There have been major advancements in the siding industry. The change is evident both in the number of materials in the current market and the quality they offer. Among the many that have been in the market are four top exterior siding materials worth considering. They include Engineered Wood, Vinyl, Fiber-cement, and Natural Wood Siding.
Before we discuss the mentioned materials, it is important to note that choosing a siding material requires more than a low price and aesthetic value. Instead, it also entails determining the resilience of the material to water damage, its durability, the cost of maintenance, its ease of installation, among others. Here are some brief details about the top materials.
Engineered wood siding is arguably one of the fastest-growing top exterior siding materials in North America right now. Sometimes also referred to as manufactured or composite wood, it is a less costly version of natural wood. It gives an impression similar to the natural wood in terms of aesthetics but boasts some major advantages. With the advancement in technology from manufacturers like KWP ECO-SIDE, engineered wood does a much better job resisting mold, rot, pests, and fire than natural wood. Most brands are also backed by a warranty which is something you don’t always receive with natural wood. Some brands of engineered wood have even gone so far as to take the painting of the product in house. They have also introduced warranties on both paint and parts.
It’s important to understand that Engineered wood is not only growing at the cost of natural wood. It is displacing most siding categories for the reasons of superior aesthetic, ease of install, low costs, and long term durability. Engineered wood is usually around half the weight of Fiber Cement. This makes install more attractive to some installers. Besides, it contains no silica dust like fiber cement products; which has been a point of contention with some homeowners and builders.
A closer look at engineered wood
The manufacture of engineered wood entails the mixing of four significant materials, starting with fiber or strands. The mixture also includes wax to increase waterproofness and Zinc borate to reduce the susceptibility to rot by water damage.
The mixing of the products is then followed by pressing them into panels, after which they undergo factory-finishing or priming. KWP is one of the most known brands of engineered wood.
One potential downside to Engineered wood siding is that it is not as economical as some lower end vinyl siding options so depending on your budget it is not always viable. Where engineered siding has seen its biggest lift is on first and second move-up homes and in new construction homes above entry-level homes in a geographic region.
Vinyl is a plastic-like product falling among the top exterior siding materials, thanks to its affordability and high durability. The cost of basic vinyl ranges between $4 to $7.5 and compared to other materials, this is a significantly low price range.
The primary ingredient in the manufacture of vinyl is Polyvinyl Chloride. Other ingredients include pigment to produce color, and acrylics to enhance the robustness.
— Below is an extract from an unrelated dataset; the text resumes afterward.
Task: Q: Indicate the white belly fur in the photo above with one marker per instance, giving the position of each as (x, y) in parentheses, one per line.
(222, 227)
One of the potential negatives with vinyl siding is that you may experience fade of the product. Vinyl is also susceptible to heat so melting and warping can be an issue under the wrong circumstances. The turn off of some homeowners about vinyl is also that it hardly bares the authentic looks of real wood.
Natural wood once topped the A-list of top exterior siding materials. With the advancement of technology in composite based sidings, natural wood has lost some market share. Advantages of Natural wood siding are authenticity and aesthetics. The potential downside to natural wood is warping, mold, pests, fire, and maintenance. Many natural wood sidings are void of a warranty.
Last but not least, is Fiber-cement siding which has gained popularity about 10 years ago. Its stronghold qualities are the versatile look.
Fiber cement is the product of a mixture of water, portland cement, fly ash and wood pulp. After pressing the mixture into panels, the final product can be used as it is, primed or painted.
Some potential downside to Fiber Cement cladding are: Cost, installation, need for special tools, job site waste, and silica dust. Fiber cement also needs special products like efflorescence which is not the case with some of these other options listed above.
There are other siding materials for your choosing. However, these are the top exterior siding materials with top qualities.